For over a decade, passport security has mainly focused on the electronic component embedded in the document, and, more recently, there’s been a growing adoption of polycarbonate data pages with unique security features.
However, it’s important not to overlook the continuing importance of a security-conscious approach to the paper elements of a passport’s design and production. We only have to look at how effective an approach such as this can be for banknotes to see why. For example, all euro banknotes can be verified using the “feel, look and tilt” method; as a result, Euro banknote counterfeiting has remained low. And while some counterfeiters around the world have taken advantage of recent developments in printing and copying, it’s clear to see banks, such as the Reserve Bank of Australia for example, are able to stay ahead of fraudsters by upgrading their banknotes with new security features.
After all, paper still makes up the bulk of our passports
Success ultimately lies in making it as complex, time-consuming and expensive as possible for forgers to copy or compromise a legitimate document. So, it’s no wonder that passport manufacturers, who are often banknote manufacturers, apply high security printing techniques that they use for banknotes and passports.
Let’s quickly review a few of those techniques.
Intaglio printing at your finger tips
Intaglio is a technique going back to the 15th century, creating a distinctive visual and tactile effect. It creates latent images that can only be seen at a particular angle. This unique effect is very difficult for counterfeiters to replicate: it requires specialized skills and dedicated equipment. Additionally, the Intaglio print has a distinctive feel to it and can be easily checked, simply by running a finger over the printed page.
There’s plenty of life left in the watermark
Another commonly used technique coming from banknotes is the watermark, a picture incorporated in the paper during its manufacturing. Watermarks are probably the most widely recognized security features of banknotes. They are best viewed by holding the document up to the light, or shining one through the paper, as the image appears as various shades of light and dark, caused by density variations in the paper. The watermark remains a key element of passport design.
Bank on see-through
‘See-through’ registration is a design motif made up of two parts. One image is printed on the front, the other in precise register on the reverse of the data page/visa page. Under transmitted light, both images become visible, creating a complete element. It is an effective protection against copying, since it requires a specific machine that is sold only to high security printers.

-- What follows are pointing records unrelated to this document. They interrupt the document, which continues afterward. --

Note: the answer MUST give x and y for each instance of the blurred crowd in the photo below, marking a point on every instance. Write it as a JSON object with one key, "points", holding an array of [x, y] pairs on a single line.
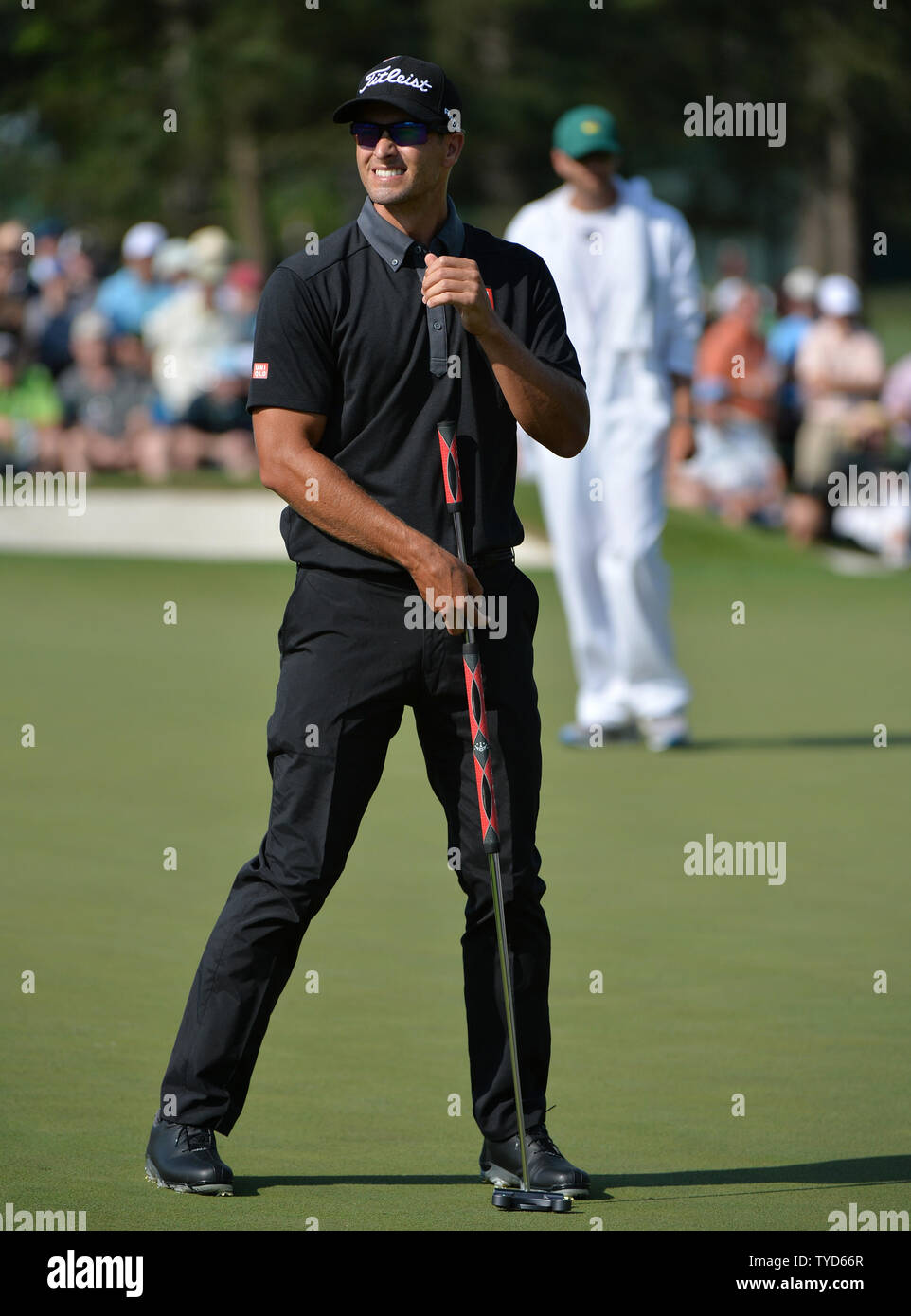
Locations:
{"points": [[794, 411], [142, 367], [145, 366]]}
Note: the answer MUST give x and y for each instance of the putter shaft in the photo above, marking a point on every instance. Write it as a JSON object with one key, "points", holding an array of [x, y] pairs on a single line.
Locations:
{"points": [[474, 685]]}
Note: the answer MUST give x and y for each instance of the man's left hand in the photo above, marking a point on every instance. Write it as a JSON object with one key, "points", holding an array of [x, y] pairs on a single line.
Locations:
{"points": [[453, 280]]}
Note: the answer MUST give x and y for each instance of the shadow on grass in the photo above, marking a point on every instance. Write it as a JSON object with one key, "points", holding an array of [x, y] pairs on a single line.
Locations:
{"points": [[250, 1186], [819, 1174]]}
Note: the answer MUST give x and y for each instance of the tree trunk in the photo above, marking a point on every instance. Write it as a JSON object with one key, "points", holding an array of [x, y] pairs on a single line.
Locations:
{"points": [[246, 205]]}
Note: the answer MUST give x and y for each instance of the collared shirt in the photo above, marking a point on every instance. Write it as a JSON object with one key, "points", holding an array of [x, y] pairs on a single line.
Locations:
{"points": [[343, 333], [401, 252]]}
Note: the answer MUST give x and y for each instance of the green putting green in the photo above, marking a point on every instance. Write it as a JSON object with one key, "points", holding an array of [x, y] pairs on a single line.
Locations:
{"points": [[152, 736]]}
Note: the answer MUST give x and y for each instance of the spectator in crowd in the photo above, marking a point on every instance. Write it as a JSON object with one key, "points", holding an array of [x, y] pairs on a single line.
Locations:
{"points": [[735, 471], [837, 366], [29, 409], [127, 297], [74, 254], [218, 429], [188, 331], [47, 316], [240, 297], [798, 295], [107, 424], [866, 498], [897, 399], [13, 276]]}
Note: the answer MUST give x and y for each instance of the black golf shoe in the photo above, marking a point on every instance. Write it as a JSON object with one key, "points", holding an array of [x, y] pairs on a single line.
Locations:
{"points": [[185, 1158], [500, 1165]]}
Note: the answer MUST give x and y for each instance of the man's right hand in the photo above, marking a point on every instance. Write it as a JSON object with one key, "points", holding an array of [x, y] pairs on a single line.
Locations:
{"points": [[449, 579]]}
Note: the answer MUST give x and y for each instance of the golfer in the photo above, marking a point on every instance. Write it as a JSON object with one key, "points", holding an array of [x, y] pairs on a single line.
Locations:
{"points": [[403, 317]]}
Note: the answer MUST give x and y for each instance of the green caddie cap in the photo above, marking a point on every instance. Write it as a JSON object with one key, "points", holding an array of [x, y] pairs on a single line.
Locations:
{"points": [[586, 129]]}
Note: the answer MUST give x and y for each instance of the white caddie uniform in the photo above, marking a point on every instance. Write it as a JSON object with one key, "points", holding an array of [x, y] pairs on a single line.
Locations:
{"points": [[630, 286]]}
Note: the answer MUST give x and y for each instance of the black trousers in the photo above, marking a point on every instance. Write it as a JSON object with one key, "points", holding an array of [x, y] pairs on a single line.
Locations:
{"points": [[350, 664]]}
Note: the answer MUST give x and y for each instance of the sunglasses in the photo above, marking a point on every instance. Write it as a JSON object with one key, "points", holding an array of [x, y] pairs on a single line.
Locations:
{"points": [[403, 134]]}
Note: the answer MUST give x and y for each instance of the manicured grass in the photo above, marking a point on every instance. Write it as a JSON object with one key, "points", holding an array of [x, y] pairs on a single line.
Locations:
{"points": [[152, 736]]}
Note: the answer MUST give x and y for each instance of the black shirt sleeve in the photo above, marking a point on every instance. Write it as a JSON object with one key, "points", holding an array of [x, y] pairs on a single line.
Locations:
{"points": [[294, 364], [548, 337]]}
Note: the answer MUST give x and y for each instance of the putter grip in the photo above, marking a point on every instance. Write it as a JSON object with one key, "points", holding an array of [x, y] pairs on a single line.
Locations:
{"points": [[483, 769], [452, 481]]}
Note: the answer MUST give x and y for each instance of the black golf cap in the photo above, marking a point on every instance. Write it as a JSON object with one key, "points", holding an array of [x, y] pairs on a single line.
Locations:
{"points": [[415, 86]]}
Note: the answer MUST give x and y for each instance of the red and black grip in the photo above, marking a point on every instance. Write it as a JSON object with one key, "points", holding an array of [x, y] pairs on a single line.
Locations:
{"points": [[483, 768], [452, 479]]}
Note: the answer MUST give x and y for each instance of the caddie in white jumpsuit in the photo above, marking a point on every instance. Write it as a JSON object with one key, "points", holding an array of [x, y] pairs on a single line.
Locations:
{"points": [[624, 265]]}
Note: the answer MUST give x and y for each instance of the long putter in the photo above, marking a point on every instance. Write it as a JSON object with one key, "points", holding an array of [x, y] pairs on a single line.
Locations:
{"points": [[524, 1198]]}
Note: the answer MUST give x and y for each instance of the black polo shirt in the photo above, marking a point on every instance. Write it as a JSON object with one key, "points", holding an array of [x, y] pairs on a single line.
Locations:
{"points": [[344, 333]]}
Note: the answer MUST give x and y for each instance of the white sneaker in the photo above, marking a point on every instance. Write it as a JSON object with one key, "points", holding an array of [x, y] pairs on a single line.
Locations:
{"points": [[662, 733]]}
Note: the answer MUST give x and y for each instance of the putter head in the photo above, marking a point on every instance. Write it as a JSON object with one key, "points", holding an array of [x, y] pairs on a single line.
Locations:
{"points": [[523, 1199]]}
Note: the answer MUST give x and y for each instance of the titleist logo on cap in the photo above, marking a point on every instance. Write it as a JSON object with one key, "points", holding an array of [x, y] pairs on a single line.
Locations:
{"points": [[381, 75]]}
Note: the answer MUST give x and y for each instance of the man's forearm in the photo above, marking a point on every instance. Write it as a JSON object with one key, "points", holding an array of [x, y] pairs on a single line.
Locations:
{"points": [[549, 405], [319, 489]]}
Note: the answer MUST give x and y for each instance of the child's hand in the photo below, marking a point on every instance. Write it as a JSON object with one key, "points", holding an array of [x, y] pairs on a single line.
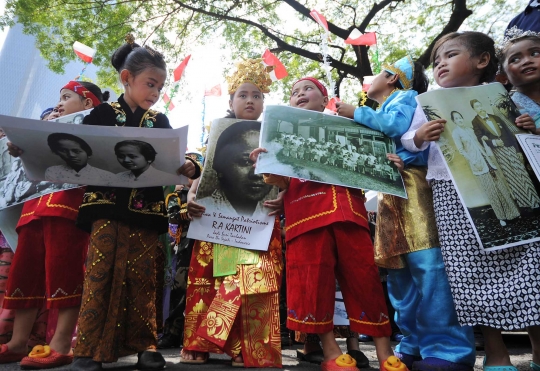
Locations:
{"points": [[526, 122], [188, 169], [14, 150], [254, 155], [430, 131], [396, 160], [276, 205], [194, 209], [345, 110]]}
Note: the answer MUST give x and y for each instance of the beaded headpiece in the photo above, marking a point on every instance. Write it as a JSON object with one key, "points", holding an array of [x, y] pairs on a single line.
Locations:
{"points": [[252, 71], [511, 35], [404, 68]]}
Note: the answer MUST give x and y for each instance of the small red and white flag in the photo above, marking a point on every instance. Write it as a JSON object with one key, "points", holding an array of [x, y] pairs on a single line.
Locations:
{"points": [[319, 18], [214, 91], [84, 52], [167, 100], [358, 38], [331, 106], [367, 82], [279, 72], [179, 71]]}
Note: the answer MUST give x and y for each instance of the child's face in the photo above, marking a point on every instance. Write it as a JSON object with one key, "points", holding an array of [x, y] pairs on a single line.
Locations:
{"points": [[306, 95], [144, 89], [70, 102], [454, 66], [247, 103], [72, 153], [522, 65], [131, 158]]}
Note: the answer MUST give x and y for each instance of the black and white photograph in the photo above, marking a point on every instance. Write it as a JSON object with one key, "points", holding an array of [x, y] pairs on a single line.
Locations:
{"points": [[488, 167], [328, 149], [231, 192], [98, 155]]}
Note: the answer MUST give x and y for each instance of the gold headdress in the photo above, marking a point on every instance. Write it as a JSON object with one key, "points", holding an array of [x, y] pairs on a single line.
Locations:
{"points": [[253, 71]]}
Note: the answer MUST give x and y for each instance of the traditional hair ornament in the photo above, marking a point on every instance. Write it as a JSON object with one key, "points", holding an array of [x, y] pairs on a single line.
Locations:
{"points": [[404, 68], [510, 36], [77, 88], [130, 39], [252, 71]]}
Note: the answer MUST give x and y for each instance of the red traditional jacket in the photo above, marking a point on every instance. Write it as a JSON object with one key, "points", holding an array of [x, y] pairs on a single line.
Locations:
{"points": [[310, 205], [64, 204]]}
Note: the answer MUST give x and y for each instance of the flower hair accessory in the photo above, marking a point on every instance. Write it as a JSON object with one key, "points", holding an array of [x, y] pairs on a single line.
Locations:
{"points": [[512, 35], [404, 68], [252, 71]]}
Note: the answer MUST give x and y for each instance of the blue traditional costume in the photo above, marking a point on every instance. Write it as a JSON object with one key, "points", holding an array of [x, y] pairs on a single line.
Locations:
{"points": [[407, 245]]}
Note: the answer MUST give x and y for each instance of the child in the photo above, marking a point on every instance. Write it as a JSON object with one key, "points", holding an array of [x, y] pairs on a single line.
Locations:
{"points": [[53, 249], [118, 314], [328, 237], [520, 62], [488, 297], [250, 336], [406, 241]]}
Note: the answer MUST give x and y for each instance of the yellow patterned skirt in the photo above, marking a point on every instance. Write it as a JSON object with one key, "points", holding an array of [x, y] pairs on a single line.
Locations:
{"points": [[236, 314], [405, 225]]}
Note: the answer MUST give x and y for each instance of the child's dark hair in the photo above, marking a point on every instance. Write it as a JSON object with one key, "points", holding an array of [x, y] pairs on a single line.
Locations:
{"points": [[503, 54], [53, 140], [136, 59], [146, 149], [476, 43], [94, 89]]}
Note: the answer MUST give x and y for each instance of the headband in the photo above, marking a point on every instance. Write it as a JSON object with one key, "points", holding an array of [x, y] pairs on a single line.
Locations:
{"points": [[317, 83], [77, 88], [404, 68], [46, 112]]}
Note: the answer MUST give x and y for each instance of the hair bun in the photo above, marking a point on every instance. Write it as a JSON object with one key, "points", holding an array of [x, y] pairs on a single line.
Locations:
{"points": [[119, 56]]}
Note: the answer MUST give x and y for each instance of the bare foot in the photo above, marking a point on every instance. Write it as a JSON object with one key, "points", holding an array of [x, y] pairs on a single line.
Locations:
{"points": [[190, 355]]}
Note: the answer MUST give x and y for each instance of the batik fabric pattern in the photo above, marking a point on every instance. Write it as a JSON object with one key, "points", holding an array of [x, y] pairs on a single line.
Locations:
{"points": [[409, 224], [118, 312], [236, 314]]}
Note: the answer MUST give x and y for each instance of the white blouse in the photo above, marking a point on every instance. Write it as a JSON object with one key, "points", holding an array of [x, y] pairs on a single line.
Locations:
{"points": [[436, 165]]}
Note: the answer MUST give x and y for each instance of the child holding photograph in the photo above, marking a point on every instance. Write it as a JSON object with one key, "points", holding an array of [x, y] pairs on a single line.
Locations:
{"points": [[52, 248], [328, 237], [236, 314], [407, 245], [487, 297], [118, 314], [520, 62]]}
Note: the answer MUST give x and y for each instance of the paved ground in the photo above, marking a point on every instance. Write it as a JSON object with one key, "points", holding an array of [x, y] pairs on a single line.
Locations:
{"points": [[518, 345]]}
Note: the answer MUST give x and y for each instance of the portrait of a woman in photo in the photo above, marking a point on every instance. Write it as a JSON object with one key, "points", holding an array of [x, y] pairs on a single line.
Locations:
{"points": [[75, 152], [137, 157]]}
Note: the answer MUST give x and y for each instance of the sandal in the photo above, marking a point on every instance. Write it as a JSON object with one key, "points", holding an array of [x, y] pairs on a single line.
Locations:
{"points": [[237, 364], [342, 363], [194, 361], [317, 356], [42, 357], [361, 360], [6, 356], [497, 368]]}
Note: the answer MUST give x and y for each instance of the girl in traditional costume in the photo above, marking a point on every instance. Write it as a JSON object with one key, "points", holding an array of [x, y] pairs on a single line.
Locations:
{"points": [[487, 297], [327, 236], [118, 314], [236, 314], [51, 247], [406, 241]]}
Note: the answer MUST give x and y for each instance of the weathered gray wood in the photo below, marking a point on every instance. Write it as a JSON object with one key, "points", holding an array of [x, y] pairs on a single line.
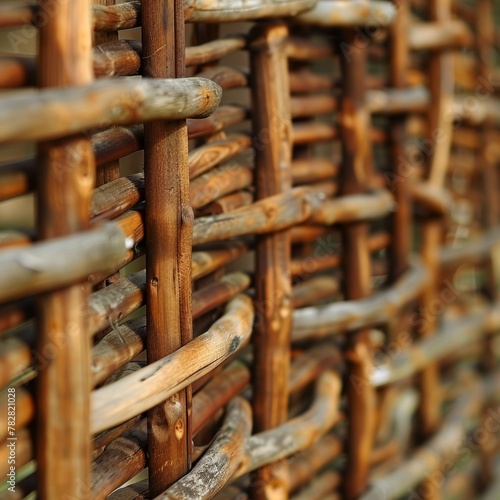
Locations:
{"points": [[104, 103], [320, 321], [220, 461], [220, 11], [354, 13], [60, 261], [296, 434]]}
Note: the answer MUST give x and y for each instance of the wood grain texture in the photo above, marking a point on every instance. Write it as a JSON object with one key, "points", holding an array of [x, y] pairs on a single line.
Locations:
{"points": [[271, 340], [112, 406], [66, 179], [105, 103], [169, 227]]}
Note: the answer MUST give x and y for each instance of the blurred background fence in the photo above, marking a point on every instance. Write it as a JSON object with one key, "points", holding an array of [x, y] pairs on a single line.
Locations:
{"points": [[249, 249]]}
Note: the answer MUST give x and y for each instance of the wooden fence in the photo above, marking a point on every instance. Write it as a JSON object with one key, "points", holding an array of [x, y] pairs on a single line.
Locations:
{"points": [[313, 231]]}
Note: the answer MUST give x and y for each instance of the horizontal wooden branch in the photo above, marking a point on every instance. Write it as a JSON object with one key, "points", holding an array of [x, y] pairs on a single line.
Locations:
{"points": [[105, 18], [109, 305], [125, 454], [362, 13], [332, 319], [104, 103], [297, 434], [122, 400], [407, 100], [61, 261], [219, 11], [128, 340], [221, 459], [117, 17], [214, 50], [354, 207]]}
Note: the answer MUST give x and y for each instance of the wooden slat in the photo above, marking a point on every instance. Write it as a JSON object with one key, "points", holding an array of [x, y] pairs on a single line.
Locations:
{"points": [[169, 226], [356, 267], [271, 341], [67, 173]]}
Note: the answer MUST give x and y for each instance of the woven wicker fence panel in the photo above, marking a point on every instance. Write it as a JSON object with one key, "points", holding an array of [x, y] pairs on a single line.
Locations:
{"points": [[264, 262]]}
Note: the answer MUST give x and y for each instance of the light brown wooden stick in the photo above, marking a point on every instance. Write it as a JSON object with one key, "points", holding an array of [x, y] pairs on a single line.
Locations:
{"points": [[296, 434], [52, 264], [67, 173], [112, 405], [239, 10], [104, 103], [319, 321], [270, 97], [220, 461], [169, 226]]}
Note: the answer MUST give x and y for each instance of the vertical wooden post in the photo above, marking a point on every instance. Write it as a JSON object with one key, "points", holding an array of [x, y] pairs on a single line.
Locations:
{"points": [[110, 171], [356, 263], [169, 226], [272, 142], [439, 132], [488, 169], [401, 219], [66, 180], [485, 29]]}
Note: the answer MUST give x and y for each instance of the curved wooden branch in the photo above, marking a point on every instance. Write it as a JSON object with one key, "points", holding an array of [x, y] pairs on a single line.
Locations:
{"points": [[126, 453], [117, 58], [320, 321], [285, 210], [61, 261], [220, 461], [122, 400], [126, 341], [362, 13], [105, 102], [218, 11], [297, 434]]}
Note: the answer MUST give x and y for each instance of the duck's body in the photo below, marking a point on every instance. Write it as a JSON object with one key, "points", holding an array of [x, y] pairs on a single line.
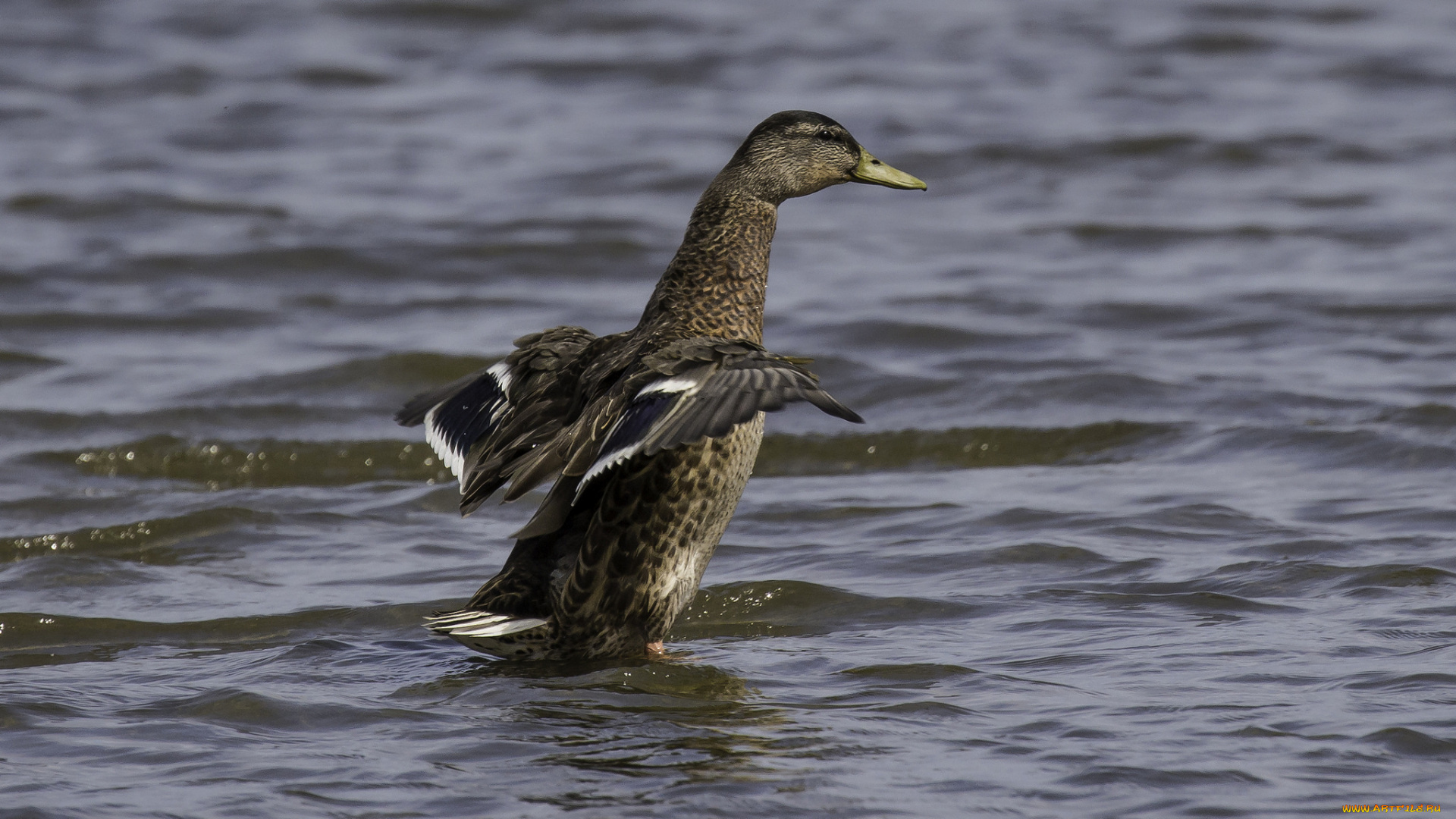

This enables printing simultaneously on both sides of the paper. Counterfeiters, in contrast, will need to print one side of a page before flipping it over and printing on the reverse. This results in a blurry image – fraudsters simply cannot achieve a perfect alignment with the equipment that is available to them. A good example of this security feature in action can be seen in Canadian banknotes.
A not so common thread
Security threads are a common feature in banknotes and are sometimes used in passports as well (see the picture from a Swedish passport below where a plane is moving when tilted). Just like those used in banknotes, these are embedded directly into the paper during manufacturing. They can be made from either plastic or metal, with customer-specific designs, and covered by the paper or “windowed” (i.e. visible on the surface of the window at regular intervals). Some advanced threads feature a visual effect whereby images are seen to be moving, when the thread is tilted.
The need for training
All the security features in the world are for nothing if the immigration officers can’t tell a false watermark or thread from a real one. In fact, in the UAE over 1,700 trained first-line officers pride themselves on their ability to accurately assess paper-based features such as watermarks.
Next time you look at your passport, take a look at some of those features I have described. Hold a visa page through the light to admire the watermark, run a finger over the Intaglio to feel the ink, appreciate the craftsmanship required to create such wonderful elements to protect our passports.